Variants within the CHREBP locus associate with hypertriacylglycerolaemia [18, 19]. For this analysis, SNPs within candidate genes in a putative ChREBP-FGF21 signalling axis (ESM Table 4) were selected based on genome-wide or sub-genome-wide association with fasting triacylglycerol levels, and not on the basis of glycaemic traits. This approach was pursued because excess sugar consumption is thought to cause hypertriacylglycerolaemia, and hypertriacylglycerolaemia and insulin resistance are linked epidemiologically and may share common pathogenic mechanisms [26, 62, 63]. Thus, implicit to this strategy is the hypothesis that genetic determinants of fasting hypertriacylglycerolaemia may be linked to insulin sensitivity. One limitation of this approach is that mechanisms mediating sugar-induced hypertriacylglycerolaemia and insulin resistance may be distinct. A second limitation is that our analyses were limited to 18 lead SNPs, and it is possible that SNPs that interact with the environment to associate with a trait are distinct from the variants that associate with a trait unconditioned on the environment, particularly those associating with a trait at genome-wide significance threshold. Thus, it may be necessary to examine all SNPs within a locus of interest as opposed to a lead SNP, although this would further increase the burden of multiple testing. Future studies should undertake a more comprehensive testing for interactions between SSB intake and key genes like KLB on glycaemic outcomes.

In summary, the present observational study from 11 cohorts is the largest investigation of the relationship between SSB intake, genetics and glycaemic traits.
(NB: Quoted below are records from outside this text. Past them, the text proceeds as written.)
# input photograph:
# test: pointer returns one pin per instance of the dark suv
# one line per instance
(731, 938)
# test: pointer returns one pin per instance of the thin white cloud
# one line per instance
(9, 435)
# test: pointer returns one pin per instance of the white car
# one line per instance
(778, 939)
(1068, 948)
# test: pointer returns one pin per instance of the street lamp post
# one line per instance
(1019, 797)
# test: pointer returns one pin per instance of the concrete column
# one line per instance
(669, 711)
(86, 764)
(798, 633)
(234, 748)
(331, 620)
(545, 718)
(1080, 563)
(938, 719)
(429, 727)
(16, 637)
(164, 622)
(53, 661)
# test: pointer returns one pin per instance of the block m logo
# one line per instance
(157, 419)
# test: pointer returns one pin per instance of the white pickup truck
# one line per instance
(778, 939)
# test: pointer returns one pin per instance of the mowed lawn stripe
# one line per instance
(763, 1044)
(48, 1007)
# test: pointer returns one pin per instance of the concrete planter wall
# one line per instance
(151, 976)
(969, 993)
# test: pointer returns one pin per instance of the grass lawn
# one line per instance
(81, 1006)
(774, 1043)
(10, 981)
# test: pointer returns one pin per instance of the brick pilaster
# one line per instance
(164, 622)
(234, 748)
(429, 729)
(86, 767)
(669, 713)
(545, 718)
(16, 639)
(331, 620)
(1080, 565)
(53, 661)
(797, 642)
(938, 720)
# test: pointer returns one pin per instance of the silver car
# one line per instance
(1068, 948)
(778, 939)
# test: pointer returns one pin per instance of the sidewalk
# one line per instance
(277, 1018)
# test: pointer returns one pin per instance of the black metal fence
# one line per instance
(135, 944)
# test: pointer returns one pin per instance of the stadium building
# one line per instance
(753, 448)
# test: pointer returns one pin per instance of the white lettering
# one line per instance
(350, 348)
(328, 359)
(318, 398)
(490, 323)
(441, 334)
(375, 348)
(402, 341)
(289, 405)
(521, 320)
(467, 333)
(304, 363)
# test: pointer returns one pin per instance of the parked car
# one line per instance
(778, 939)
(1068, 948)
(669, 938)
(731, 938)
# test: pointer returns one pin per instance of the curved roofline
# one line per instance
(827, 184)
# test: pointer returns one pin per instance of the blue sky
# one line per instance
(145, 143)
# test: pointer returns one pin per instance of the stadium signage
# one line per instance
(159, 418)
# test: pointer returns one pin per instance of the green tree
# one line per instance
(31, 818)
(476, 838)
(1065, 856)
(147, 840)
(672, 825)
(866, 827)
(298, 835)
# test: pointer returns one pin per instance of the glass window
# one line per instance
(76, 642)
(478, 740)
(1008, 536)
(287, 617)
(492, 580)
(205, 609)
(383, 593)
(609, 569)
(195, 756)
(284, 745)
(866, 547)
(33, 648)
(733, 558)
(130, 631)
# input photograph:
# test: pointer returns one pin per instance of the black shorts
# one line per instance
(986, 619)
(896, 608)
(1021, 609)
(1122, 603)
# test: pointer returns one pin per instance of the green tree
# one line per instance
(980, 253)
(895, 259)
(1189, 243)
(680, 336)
We observed that SSB intake was positively associated with higher fasting insulin and glucose. Although a suggestive interaction with a genetic variant in the ChREBP-FGF21 signalling axis was observed in the discovery cohorts, this observation was not confirmed in the replication analysis. In conclusion, our results suggest that SSB consumption may unfavourably impact glucose homeostasis in different populations, regardless of genotypes at loci within the ChREBP-FGF21 signalling axis.